Decoding YOLOv3 output with Intel OpenVINO’s backend (Part 1)

Prashant Dandriyal
10 min readJul 4, 2020

--

If MEDIUM troubles you on viewing this, read the complete article on

pra-dan.github.io

Foreword: The article aims at simplifying the process of getting the understandable results from the RAW output of the YOLOv3 models (v3 and v3-tiny). I will be demonstrating the code snippets from the official demo example provided by OpenVINO toolkit that work for both theses versions but I explain only the v3-tiny which can be generalised for the entire v3 family. Also, I strongly suggest you to get a theoritical understanding of the same from the amazing article by Ethan Yanjia Li. I have almost used `Ctrl+C` and `Ctrl+V` from his article to cover up theoritical portions.
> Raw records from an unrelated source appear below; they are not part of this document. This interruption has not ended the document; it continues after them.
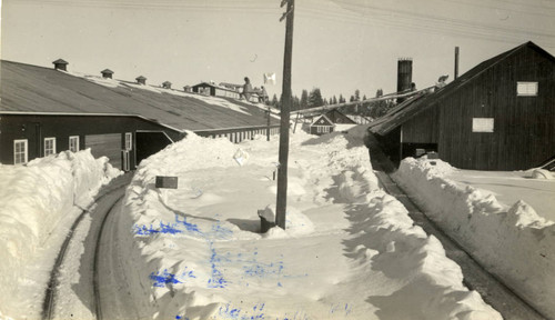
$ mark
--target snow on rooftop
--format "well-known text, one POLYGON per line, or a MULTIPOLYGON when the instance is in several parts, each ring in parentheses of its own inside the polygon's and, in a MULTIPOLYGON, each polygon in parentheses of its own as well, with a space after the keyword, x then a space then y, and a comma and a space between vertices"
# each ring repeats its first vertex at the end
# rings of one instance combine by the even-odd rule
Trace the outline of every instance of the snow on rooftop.
POLYGON ((91 81, 93 83, 104 86, 108 88, 118 88, 118 87, 128 87, 131 89, 140 89, 140 90, 147 90, 150 92, 154 93, 169 93, 169 94, 174 94, 179 97, 188 97, 188 98, 194 98, 198 100, 201 100, 203 102, 206 102, 212 106, 218 106, 226 109, 231 109, 236 112, 241 112, 243 114, 249 114, 252 116, 246 108, 243 108, 239 104, 232 103, 225 99, 221 99, 219 97, 212 97, 212 96, 203 96, 203 94, 198 94, 198 93, 189 93, 184 91, 179 91, 174 89, 167 89, 162 87, 155 87, 155 86, 150 86, 150 84, 140 84, 140 83, 134 83, 134 82, 128 82, 128 81, 121 81, 121 80, 115 80, 115 79, 107 79, 103 77, 97 77, 97 76, 90 76, 90 74, 84 74, 80 72, 74 72, 74 71, 62 71, 68 74, 71 74, 73 77, 82 78, 88 81, 91 81))

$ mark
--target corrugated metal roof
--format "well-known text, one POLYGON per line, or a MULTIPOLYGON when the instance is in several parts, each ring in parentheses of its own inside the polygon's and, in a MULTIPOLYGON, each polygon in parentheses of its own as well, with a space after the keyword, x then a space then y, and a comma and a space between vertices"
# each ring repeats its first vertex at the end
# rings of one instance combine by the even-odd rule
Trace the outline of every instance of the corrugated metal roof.
POLYGON ((266 123, 263 110, 255 106, 19 62, 0 63, 0 112, 139 114, 182 130, 266 123))
POLYGON ((435 106, 440 99, 445 98, 452 92, 458 90, 461 87, 466 86, 468 82, 471 82, 471 80, 482 74, 482 72, 488 70, 490 68, 505 60, 507 57, 513 56, 519 50, 523 50, 524 48, 532 48, 533 50, 536 50, 539 53, 546 56, 552 61, 555 61, 555 58, 547 51, 537 47, 532 41, 528 41, 477 64, 466 73, 458 77, 453 82, 448 83, 446 87, 441 88, 433 93, 423 92, 422 94, 403 101, 402 103, 391 109, 385 116, 372 122, 369 127, 369 130, 381 136, 387 134, 408 119, 435 106))

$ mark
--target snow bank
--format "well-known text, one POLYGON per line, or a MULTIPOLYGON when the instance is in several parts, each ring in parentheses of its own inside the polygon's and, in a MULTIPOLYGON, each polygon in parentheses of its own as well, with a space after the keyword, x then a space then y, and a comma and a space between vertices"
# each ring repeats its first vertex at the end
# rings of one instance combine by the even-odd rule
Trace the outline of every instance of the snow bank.
POLYGON ((501 319, 380 190, 363 132, 291 136, 287 228, 265 234, 258 210, 273 212, 278 139, 189 133, 143 160, 117 246, 139 317, 501 319), (250 154, 242 166, 239 148, 250 154), (155 176, 179 188, 157 189, 155 176))
POLYGON ((89 149, 0 164, 0 318, 38 317, 68 228, 120 172, 89 149))
POLYGON ((402 161, 395 180, 482 266, 547 317, 555 317, 555 226, 517 201, 508 210, 491 193, 444 178, 441 160, 402 161))

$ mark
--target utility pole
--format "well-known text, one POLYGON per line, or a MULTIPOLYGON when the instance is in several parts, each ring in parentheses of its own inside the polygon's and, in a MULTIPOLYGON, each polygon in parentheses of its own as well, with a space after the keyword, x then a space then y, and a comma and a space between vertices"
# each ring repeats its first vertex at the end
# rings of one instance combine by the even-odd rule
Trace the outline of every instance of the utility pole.
POLYGON ((270 141, 270 116, 271 116, 271 111, 270 111, 270 106, 268 106, 268 111, 266 111, 266 141, 270 141))
POLYGON ((282 0, 281 7, 287 3, 287 11, 280 21, 285 20, 285 52, 283 54, 283 84, 281 93, 280 122, 280 168, 278 169, 278 199, 275 204, 275 224, 285 230, 285 212, 287 208, 287 161, 289 161, 289 120, 291 110, 291 62, 293 60, 293 10, 295 0, 282 0))

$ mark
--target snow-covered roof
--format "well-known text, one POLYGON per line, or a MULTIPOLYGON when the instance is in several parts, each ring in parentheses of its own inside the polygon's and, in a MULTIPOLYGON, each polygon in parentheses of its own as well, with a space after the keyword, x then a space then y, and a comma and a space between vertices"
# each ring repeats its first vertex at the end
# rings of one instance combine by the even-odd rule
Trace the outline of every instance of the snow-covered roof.
POLYGON ((0 60, 0 112, 140 114, 179 130, 262 126, 255 106, 0 60))

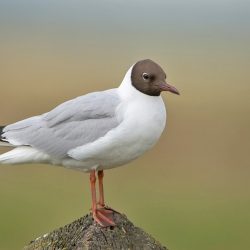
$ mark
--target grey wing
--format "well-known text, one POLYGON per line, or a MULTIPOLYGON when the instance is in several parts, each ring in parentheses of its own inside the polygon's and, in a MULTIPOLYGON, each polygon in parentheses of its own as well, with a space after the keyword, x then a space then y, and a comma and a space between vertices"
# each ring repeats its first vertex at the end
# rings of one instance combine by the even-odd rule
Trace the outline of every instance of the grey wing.
POLYGON ((68 157, 70 149, 97 140, 121 123, 115 112, 120 102, 115 89, 87 94, 42 116, 6 126, 2 137, 16 146, 30 145, 57 158, 68 157))

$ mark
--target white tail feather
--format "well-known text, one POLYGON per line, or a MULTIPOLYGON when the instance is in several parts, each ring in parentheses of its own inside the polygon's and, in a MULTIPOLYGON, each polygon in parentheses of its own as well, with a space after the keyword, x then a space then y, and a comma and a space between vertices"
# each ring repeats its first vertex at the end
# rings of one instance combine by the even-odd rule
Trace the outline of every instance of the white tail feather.
POLYGON ((0 146, 3 146, 3 147, 16 147, 15 145, 13 144, 10 144, 9 142, 4 142, 4 141, 0 141, 0 146))
POLYGON ((0 164, 47 163, 51 157, 37 149, 22 146, 0 155, 0 164))

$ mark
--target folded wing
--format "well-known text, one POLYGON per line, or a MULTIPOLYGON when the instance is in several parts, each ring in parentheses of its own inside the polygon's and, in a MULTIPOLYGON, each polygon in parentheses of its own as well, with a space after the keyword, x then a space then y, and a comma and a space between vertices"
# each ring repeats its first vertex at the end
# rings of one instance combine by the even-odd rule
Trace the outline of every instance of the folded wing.
POLYGON ((6 126, 2 140, 65 158, 69 150, 103 137, 121 123, 116 115, 120 102, 115 89, 87 94, 49 113, 6 126))

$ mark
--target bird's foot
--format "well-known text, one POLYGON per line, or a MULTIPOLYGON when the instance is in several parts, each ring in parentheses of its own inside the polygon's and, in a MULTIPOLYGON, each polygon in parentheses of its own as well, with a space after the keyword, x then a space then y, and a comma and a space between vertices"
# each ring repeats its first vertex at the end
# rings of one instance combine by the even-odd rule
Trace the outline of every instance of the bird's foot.
POLYGON ((115 226, 113 212, 107 209, 93 210, 93 218, 101 227, 115 226))
POLYGON ((109 207, 109 206, 107 206, 107 205, 104 205, 104 206, 102 206, 101 208, 102 208, 102 209, 106 209, 106 210, 111 210, 111 211, 113 211, 113 212, 115 212, 115 213, 118 213, 118 214, 120 214, 120 215, 123 215, 123 213, 121 213, 121 212, 119 212, 119 211, 117 211, 117 210, 115 210, 115 209, 113 209, 112 207, 109 207))

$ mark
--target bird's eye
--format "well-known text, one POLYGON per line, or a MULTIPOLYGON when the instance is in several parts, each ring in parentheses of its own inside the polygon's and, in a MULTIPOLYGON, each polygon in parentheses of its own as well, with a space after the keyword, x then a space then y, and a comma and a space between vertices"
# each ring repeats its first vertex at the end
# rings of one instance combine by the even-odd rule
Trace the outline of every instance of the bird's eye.
POLYGON ((143 78, 144 80, 148 80, 149 76, 148 76, 147 73, 143 73, 143 74, 142 74, 142 78, 143 78))

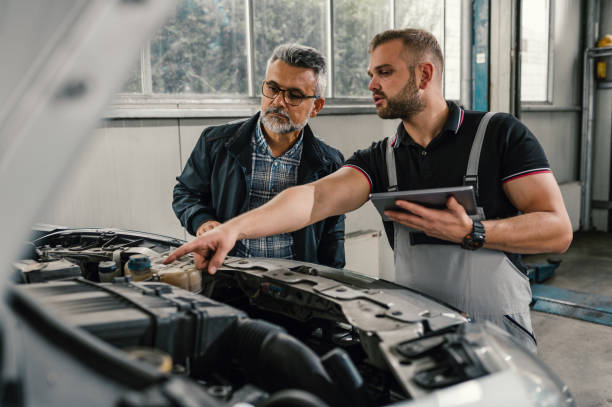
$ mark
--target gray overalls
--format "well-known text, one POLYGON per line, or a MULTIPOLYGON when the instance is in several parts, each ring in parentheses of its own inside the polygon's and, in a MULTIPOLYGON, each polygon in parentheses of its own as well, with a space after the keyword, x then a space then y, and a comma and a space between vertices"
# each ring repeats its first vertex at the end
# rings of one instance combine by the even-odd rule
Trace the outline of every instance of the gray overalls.
MULTIPOLYGON (((478 196, 478 162, 489 119, 480 121, 470 151, 464 184, 475 185, 478 196)), ((399 143, 397 143, 399 144, 399 143)), ((397 172, 392 139, 387 145, 389 191, 397 190, 397 172)), ((479 218, 485 219, 479 208, 479 218)), ((536 352, 531 328, 529 279, 506 255, 497 250, 462 249, 458 245, 411 244, 411 230, 393 224, 395 236, 395 281, 424 292, 466 312, 474 321, 489 320, 508 331, 536 352)))

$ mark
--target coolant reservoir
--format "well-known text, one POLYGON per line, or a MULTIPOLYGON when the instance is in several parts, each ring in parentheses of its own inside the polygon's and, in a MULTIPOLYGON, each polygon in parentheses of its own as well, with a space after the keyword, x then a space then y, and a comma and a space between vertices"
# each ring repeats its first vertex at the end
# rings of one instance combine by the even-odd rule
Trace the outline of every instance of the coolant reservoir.
POLYGON ((184 290, 193 293, 199 293, 202 290, 202 274, 195 267, 187 265, 170 267, 165 270, 160 270, 160 281, 180 287, 184 290))
POLYGON ((144 254, 133 254, 125 263, 124 273, 131 276, 132 281, 143 281, 151 278, 151 260, 144 254))
POLYGON ((98 264, 98 277, 100 277, 100 282, 111 283, 113 278, 118 275, 119 270, 117 270, 117 264, 114 261, 101 261, 98 264))

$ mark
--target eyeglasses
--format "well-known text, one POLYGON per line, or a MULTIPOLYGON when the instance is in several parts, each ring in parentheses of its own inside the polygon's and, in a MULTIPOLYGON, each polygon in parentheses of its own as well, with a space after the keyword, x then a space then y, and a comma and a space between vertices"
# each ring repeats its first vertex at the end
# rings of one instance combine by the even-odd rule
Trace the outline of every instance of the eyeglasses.
POLYGON ((299 106, 304 99, 318 99, 321 97, 316 95, 304 95, 302 92, 295 89, 283 89, 276 86, 273 82, 264 81, 261 85, 261 93, 267 98, 275 99, 281 92, 283 92, 283 99, 285 100, 285 103, 290 106, 299 106))

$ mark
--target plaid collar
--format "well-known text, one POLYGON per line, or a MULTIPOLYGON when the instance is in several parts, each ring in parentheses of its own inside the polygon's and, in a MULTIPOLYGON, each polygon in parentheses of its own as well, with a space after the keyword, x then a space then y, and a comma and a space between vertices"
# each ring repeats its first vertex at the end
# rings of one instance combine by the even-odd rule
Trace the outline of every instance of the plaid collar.
MULTIPOLYGON (((270 150, 270 146, 268 146, 268 142, 266 141, 266 138, 263 135, 263 131, 261 130, 262 126, 263 126, 263 123, 261 122, 261 116, 260 116, 260 118, 257 120, 257 125, 255 126, 255 149, 257 150, 257 153, 259 154, 269 155, 270 157, 274 157, 272 155, 272 150, 270 150)), ((300 136, 298 137, 297 141, 295 142, 293 146, 291 146, 289 150, 285 152, 285 154, 283 154, 283 157, 292 158, 292 159, 299 161, 302 155, 303 139, 304 139, 304 129, 300 131, 300 136)))

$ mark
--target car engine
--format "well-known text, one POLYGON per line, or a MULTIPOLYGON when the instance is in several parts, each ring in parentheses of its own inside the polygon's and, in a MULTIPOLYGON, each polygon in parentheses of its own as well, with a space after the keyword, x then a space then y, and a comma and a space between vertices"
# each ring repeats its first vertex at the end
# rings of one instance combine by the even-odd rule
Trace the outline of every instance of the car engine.
MULTIPOLYGON (((39 231, 14 265, 10 303, 118 386, 104 400, 118 405, 380 406, 506 366, 479 328, 423 294, 290 260, 228 257, 214 276, 190 256, 164 266, 182 243, 39 231)), ((48 384, 43 371, 30 385, 48 384)))

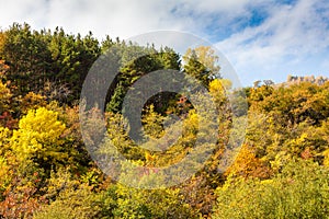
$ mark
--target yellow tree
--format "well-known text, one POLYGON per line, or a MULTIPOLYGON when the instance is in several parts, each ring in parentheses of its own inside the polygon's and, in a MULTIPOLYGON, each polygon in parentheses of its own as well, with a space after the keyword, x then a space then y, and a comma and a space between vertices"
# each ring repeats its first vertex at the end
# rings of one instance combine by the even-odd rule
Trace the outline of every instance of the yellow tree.
POLYGON ((33 159, 41 165, 67 162, 68 152, 64 147, 65 124, 57 119, 57 113, 39 107, 29 111, 13 131, 11 146, 21 159, 33 159))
Before diving directly into the code, its important to understand some concepts. I will try to summarise them here so they aid in clarifying the other parts.

The YOLOv3 Methodology:

YOLO or You Only Look Once is a single shot detector that is not just another stack of CNNs and FC Layers and perhaps, the paper is itself too chill to give all the crucial details.

Architecture:

The entire system is is divided into two major component: Feature Extractor and Detector, both are multi-scale. When a new image comes in, it goes through the feature extractor first so that we can obtain feature embeddings at three (or more) different scales. Then, these features are feed into three (or more) branches of the detector to get bounding boxes and class information. v3 outputs three feature vectors: (52x52), (26x26) and (13x13) whereas v3-tiny outputs only (26x26) and (13x13).

Anchor Box:

This is something very naive yet amazing. It definitely takes some time to sink in. Read this carefully:Before diving directly into the code, its important to understand some concepts. I will try to summarise them here so they aid in clarifying the other parts.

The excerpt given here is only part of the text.